Art Sanctuary is a 501(c)3 nonprofit arts organization supporting local visual, literary and performing arts through low-cost studio space, events, promotion and education. We are located at 1433 S. Shelby St. in the Schnitzelburg neighborhood of Louisville. When my husband, Frankie Steele, said he found a building he wanted to convert into a maker space, I think I probably said something like, “You’re crazy —we don’t have any money.” Which was true. But also not the point. He devised a plan to clean up and convert the old manufacturing warehouse space into studios and event space and drew up plans in Sketchup. He put together a presentation and pitched it to the building owner, Dennis Becker. The first completed spaces in the building were my studio and a photo studio for him to shoot in. He worked for months on the project on his own before he started looking for a nonprofit to partner with. I suggested he talk to my friend, Lisa Frye. The two of them have a lot in common — hard working visionaries who hate to hear the word no, and love and support art and the underdogs. She founded Art Sanctuary years before, successfully holding pop-up exhibitions known as Soirees, but the organization had no brick and mortar, and its board was down to two people. Frankie and I joined the board in 2012, and the three of us, together with Scott Slusher, signed a lease as Art Sanctuary. We currently have a seven-member working board, around 30 working artists and 30 performers. I am the vice president, and I handle pretty much everything having to do with visual arts, along with board recruitment and budgets and marketing and things that happen in computers — we have no staff. You get the picture. We have successfully rezoned the building and are working our way through permitting on the event space now. It has changed my life. I’m so grateful to Frankie for dreaming this thing up and seeing it through and to Lisa and Scott for taking a chance on this. It’s been a tremendous amount of work, but has given me a way to collaborate on what I care most about, and to be surrounded by artists. I feel like I’m on my home planet when I’m there.

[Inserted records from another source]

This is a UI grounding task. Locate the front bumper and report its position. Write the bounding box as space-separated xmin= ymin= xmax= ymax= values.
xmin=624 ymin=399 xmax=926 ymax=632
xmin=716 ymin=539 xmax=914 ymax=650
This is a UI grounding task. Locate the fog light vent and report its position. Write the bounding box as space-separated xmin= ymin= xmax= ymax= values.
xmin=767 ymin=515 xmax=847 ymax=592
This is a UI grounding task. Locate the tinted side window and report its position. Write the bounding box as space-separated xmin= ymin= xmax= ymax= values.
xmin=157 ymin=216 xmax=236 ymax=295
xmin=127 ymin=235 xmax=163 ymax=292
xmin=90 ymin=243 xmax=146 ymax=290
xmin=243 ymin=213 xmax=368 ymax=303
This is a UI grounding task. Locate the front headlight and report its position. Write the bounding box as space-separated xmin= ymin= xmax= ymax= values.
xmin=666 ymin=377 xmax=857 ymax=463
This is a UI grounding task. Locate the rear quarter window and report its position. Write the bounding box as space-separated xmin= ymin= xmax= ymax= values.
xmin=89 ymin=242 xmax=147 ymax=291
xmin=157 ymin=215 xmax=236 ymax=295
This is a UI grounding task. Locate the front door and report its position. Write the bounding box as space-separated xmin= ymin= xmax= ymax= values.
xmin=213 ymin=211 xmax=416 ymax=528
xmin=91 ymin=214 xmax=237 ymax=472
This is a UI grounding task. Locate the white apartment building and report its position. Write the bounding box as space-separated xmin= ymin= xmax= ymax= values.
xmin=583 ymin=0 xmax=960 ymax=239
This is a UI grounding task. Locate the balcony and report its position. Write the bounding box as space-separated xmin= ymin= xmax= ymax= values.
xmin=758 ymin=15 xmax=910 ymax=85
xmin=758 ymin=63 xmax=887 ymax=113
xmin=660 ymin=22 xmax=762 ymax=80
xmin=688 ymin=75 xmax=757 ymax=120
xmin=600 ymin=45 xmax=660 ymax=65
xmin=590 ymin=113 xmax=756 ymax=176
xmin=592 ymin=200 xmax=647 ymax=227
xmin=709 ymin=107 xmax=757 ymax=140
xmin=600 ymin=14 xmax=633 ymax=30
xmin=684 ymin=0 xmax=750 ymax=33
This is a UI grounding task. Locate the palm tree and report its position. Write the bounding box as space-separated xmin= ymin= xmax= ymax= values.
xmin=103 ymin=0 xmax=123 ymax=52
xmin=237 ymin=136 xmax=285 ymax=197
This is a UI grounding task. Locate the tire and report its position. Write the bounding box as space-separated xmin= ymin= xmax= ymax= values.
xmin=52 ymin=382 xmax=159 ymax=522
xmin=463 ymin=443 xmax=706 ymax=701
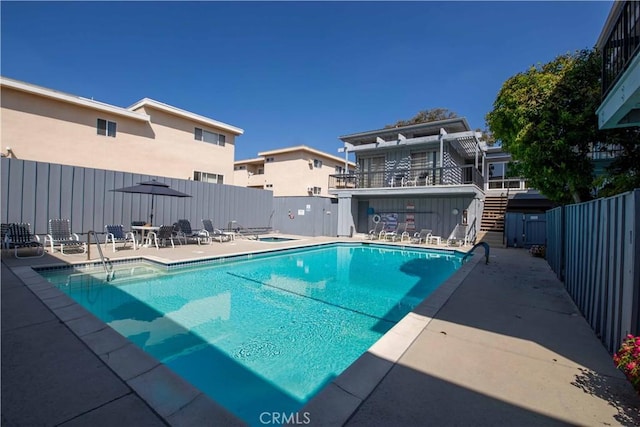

What is something most people don’t know about you?
I was a state champion class II gymnast when I was 15. This was where I learned focus, balance and perseverance. It was meditative to me. I quit to get a job and be a teenager. It was one of the hardest decisions I ever made. I still want to do a tumbling pass when faced with a long hallway.
What’s on your art bucket list?
As I mentioned in that whole thing about intent, having a bucket list isn’t really how I’m wired. Or at least it’s not how I’ve been living my life. Maybe that can be the first item on my bucket list: get a bucket list. Incidentally, my favorite definition of the word “intent”, and there are a lot of them, is the medical one: the process by which a wound heals itself.